発表

一般研究発表(ポスター)
1EV-034

生物学的本質主義が人間らしさの知覚に及ぼす影響

[責任発表者] 二木 望:1
1:東京大学

目 的
精神障害の原因の全容は未だ明らかでないが、原因に関する信念は偏見などに影響する。例えば、精神障害の原因が生物学的要因にあると考えるほど、人は精神障害者を非難しない一方で、社会的距離を置く(Kvaale et al., 2013)。これは、精神障害者というカテゴリーの成員性が生物学的に決定されており、固有で、不変であるという生物学的本質主義を抱く結果、自己と精神障害者を本質的に異なる存在と見なすようになるためである。さらに、この生物学的本質主義は精神障害者の非人間化を促進する可能性が指摘されている。つまり、生物学的決定論的な信念は、精神障害者が自身の行動における自律性を失っているという認識をもたらし、精神障害者を「機械的」な存在と見なすようになる可能性がある(Haslam, 2006)。人は非人間化の対象を見たときに心的推論に関連する脳の領域が活性化しないが(Harris & Fiske, 2009)、Capestany & Harris(2014)は犯罪者の責任の高さを評価している際の参加者の脳において、犯罪者が犯罪と関連する性格特性を生物学的(e.g., 遺伝子)に有しているという情報を与えられた場合、同様の領域の活性化の程度が低いことを見出した。また、「機械化」の対象に人は共感を示さない(Haslam, 2006)ことと一致して、生物学的な説明は精神障害者への共感を抑制する(Lebowitz & Ahn, 2014)。しかしこれらの研究はどれも間接的な証拠にすぎず、生物学的な説明と精神障害者の非人間化を直接的に検討した研究は存在しない。そこで本研究では、精神障害の原因を生物学的要因に求めることが、精神障害者の非人間化(特に機械化)をもたらすかを、統合失調症、うつ病、アルコール依存症のカテゴリーを用いて検討する。
方 法
大学生181名(男性137名、女性43名、不明1名、Mage = 19.29; SD = 0.88)に、統合失調症、うつ病、アルコール依存症いずれかに関する質問紙をランダムに配布した。まず精神障害の原因として心理社会的要因4項目(e.g., ストレス; .55 < α < .65)、生物学的要因5項目(e.g., 遺伝子; .65 < α < .70)を挙げ、それぞれどの程度原因だと思うかを測定した。その後、精神障害者の人間らしさを測定した(Haslam, 2006)。この人間らしさの尺度は人間性(human nature: HN)と人間の独自性(human uniqueness: HU)で構成されており、前者は情緒性や神経症傾向など人間の核となる性質を表し、後者は理性や高次の認知能力など人間と他の動物を区別する性質を表す。
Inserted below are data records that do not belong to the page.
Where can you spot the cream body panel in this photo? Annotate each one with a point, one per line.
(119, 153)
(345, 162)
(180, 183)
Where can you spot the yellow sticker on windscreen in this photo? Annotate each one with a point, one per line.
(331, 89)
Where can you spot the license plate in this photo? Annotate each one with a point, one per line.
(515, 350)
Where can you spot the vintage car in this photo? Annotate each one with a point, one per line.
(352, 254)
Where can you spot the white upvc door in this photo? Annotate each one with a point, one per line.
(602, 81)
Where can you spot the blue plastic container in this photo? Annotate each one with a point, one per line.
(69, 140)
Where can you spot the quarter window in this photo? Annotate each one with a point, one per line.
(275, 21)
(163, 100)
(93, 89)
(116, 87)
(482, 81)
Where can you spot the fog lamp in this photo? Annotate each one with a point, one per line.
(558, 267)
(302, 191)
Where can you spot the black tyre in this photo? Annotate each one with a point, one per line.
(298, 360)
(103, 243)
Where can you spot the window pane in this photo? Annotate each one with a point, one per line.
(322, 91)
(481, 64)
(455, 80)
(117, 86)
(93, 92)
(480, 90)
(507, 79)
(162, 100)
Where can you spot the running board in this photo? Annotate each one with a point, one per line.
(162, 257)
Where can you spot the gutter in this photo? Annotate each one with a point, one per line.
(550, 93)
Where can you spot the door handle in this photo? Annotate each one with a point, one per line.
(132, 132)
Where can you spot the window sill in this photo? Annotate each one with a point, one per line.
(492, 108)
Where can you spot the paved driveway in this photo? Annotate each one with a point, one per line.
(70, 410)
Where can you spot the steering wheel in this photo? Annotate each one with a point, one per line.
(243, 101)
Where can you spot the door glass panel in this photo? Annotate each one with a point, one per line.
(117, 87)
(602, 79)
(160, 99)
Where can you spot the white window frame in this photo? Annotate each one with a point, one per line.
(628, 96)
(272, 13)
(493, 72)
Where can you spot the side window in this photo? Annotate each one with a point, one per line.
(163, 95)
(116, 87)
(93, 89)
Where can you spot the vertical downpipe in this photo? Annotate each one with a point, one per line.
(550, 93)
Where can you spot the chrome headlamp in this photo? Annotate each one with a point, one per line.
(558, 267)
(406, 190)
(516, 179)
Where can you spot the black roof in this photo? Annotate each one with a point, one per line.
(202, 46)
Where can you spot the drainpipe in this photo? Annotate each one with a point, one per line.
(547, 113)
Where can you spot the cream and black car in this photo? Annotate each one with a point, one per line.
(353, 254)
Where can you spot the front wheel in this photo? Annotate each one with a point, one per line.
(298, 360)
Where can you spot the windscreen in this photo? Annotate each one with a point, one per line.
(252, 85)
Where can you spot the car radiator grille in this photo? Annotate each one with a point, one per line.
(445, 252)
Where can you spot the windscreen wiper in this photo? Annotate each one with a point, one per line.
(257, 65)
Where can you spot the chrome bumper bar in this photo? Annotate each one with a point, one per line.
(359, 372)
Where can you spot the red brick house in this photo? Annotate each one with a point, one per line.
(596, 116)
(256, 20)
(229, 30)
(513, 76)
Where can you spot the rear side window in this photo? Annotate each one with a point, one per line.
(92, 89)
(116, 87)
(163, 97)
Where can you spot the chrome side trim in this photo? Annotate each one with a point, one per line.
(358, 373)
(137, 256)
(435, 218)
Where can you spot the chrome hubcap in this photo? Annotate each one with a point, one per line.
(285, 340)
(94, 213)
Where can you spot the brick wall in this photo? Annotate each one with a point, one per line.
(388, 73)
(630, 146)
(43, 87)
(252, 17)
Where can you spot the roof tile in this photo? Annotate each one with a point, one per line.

HNの否定は他者の「機械化」、HUの否定は「動物化」という形での非人間化に対応する。HNは「好奇心旺盛な」「攻撃的な」などの10項目(.57 < α < .79)、HUは「謙虚な」「無礼な」などの10項目(.56 < α < .73)で測定された(全て7件法)。
結果と考察
人間性(HN)の知覚 統合失調症、うつ病、アルコール依存症の患者に知覚されるHNそれぞれについて、精神障害の原因が生物学的要因、心理社会的要因にあると思う程度及びその交互作用を独立変数とした重回帰分析を行った。その結果、統合失調症とうつ病患者のHNの知覚には原因に関する信念が効果をもたなかった。その一方、アルコール依存症患者については、生物学的要因が原因だと思うほどHNを低く、心理社会的要因が原因だと思うほどHNを高く知覚した(表1)。
人間の独自性(HU)の知覚 HUについても同様の分析を行った結果、統合失調症とうつ病患者のHUの知覚には原因に関する信念が効果をもたなかった。その一方、アルコール依存症については、心理社会的要因が原因だと思うほどHUを高く知覚した一方、生物学的要因は効果がなかった(表1)。
以上より、アルコール依存症患者においてのみ、生物学的本質主義が「機械化」という形での非人間化をもたらすことが示唆された。これは、非人間化は軽蔑が感じられる集団成員に対してなされることが多く(Haslam, 2006)、アルコール依存症は他のカテゴリーに比べ軽蔑が感じられやすい症状であったことによる可能性が考えられる。また、症状として「飲酒」という行動が思い浮かびやすく、原因に関する信念が行動における自律性の推測に影響しやすかった可能性もある。さらに本研究では、アルコール依存症の原因が心理社会的要因にあると思うほどHNもHUも高く知覚された。これは飲酒がやめられない原因を本人のストレスや考え方などに帰属することで、より自律性や認知能力を高く評価し、本人に症状の責任があるという認知を強めている可能性が考えられる。
主要引用文献
Haslam, N. (2006). Dehumanization: An integrative review. PSPR, 10, 252-264.